Les marchés des produits de l’élevage de ruminants N° 361 Mai 2024

Tandis que la demande mondiale reste soutenue, les sorties d’agneaux sont en repli, notamment en Irlande, au Royaume-Uni et en Australie. En Nouvelle-Zélande, l’automne sec a stimulé les sorties et augmenté d’autant le disponible à l’export. Les envois vers la Chine sont restés haussiers, tout comme vers les pays de l’UE-27.

Royaume-Uni : le disponible britannique continue son repli

Au Royaume-Uni, la production abattue a poursuivi son recul en avril, de -5% /2020. Les abattages d’agneaux (-8%) comme de réformes (-7%) ont chuté, mais la hausse des poids moyens de carcasse (+2%) a partiellement atténué la pénurie d’effectifs produits.

Les importations sont toujours ralenties, de -15% /2020 au 1er trimestre, à 14 500 téc, notamment en provenance de Nouvelle-Zélande, d’Australie et d’Irlande.
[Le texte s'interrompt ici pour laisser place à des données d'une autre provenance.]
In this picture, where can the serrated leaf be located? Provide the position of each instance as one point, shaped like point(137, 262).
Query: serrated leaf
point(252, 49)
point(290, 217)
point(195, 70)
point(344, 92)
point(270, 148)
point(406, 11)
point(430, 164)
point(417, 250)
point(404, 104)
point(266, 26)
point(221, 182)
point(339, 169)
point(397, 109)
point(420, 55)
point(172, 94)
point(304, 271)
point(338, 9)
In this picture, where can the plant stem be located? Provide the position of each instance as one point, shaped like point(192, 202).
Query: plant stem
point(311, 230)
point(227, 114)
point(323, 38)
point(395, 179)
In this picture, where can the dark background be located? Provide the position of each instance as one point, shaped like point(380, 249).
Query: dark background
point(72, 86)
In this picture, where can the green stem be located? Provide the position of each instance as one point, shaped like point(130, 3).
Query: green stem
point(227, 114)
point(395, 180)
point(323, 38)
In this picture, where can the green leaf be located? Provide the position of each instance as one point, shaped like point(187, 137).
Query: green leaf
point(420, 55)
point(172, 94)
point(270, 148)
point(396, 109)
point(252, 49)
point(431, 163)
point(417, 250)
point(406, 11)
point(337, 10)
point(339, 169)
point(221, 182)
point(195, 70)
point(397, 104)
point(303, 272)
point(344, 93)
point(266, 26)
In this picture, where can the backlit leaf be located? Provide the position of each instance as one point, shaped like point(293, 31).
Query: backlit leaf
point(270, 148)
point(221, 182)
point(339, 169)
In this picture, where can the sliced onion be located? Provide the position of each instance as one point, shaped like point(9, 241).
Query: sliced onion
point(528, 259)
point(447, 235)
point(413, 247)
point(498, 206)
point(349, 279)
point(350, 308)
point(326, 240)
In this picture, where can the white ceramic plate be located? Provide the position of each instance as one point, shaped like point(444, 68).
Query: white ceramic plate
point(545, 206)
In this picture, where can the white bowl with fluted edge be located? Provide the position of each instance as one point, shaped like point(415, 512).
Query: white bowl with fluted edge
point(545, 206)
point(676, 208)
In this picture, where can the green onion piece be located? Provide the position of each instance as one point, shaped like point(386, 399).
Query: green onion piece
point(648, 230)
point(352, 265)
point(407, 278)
Les faibles disponibilités tendent le marché et la cotation s’envole : 6,69 £/kg en semaine 21, soit +1,24 £ /2020.

Au  1er trimestre, les exportations britanniques de viande ovine ont chuté de -26% d’une année sur l’autre en volume et de -12% en valeur, selon AHDB. Les plus fortes baisses ont été enregistrées vers l’Irlande et les Pays-Bas.

Irlande : des approvisionnements toujours restreints

Les approvisionnements sont toujours limités face à une demande intérieure élevée. En semaine 21, les Hoggets étaient cotés 7,25 €/kg, soit +1,75 € /2020 et les agneaux de printemps 7,90 €/kg, soit +1,65 € /2020.

La plupart des éleveurs ovins irlandais étant passés à l’agnelage tardif, les sorties d’agneaux de printemps se poursuivent à de bas niveaux. Les sorties d’Hoggets diminuent parallèlement et de façon saisonnière, faisant baisser d’autant le disponible à l’export.

En mai, les abattages d’ovins irlandais étaient toujours ralentis (-6% /2020) si bien que les effectifs cumulés de janvier à mai ont chuté de -8% /2020. De plus, les importations d’agneaux vivants d’Irlande du Nord ont chuté depuis le Brexit. On s’attend à un regain des abattages en juin, où davantage d’agneaux seront finis.

Du fait d’une offre restreinte, les exportations irlandaises de viande ovine sont restées faibles en mars 2021 : -19% /2020, à 3 130 téc. Elles ont reculé, notamment vers le Royaume-Uni (-54%) et la France (-41%). Avec des prix extrêmement élevés, les envois ont toutefois progressé en valeur.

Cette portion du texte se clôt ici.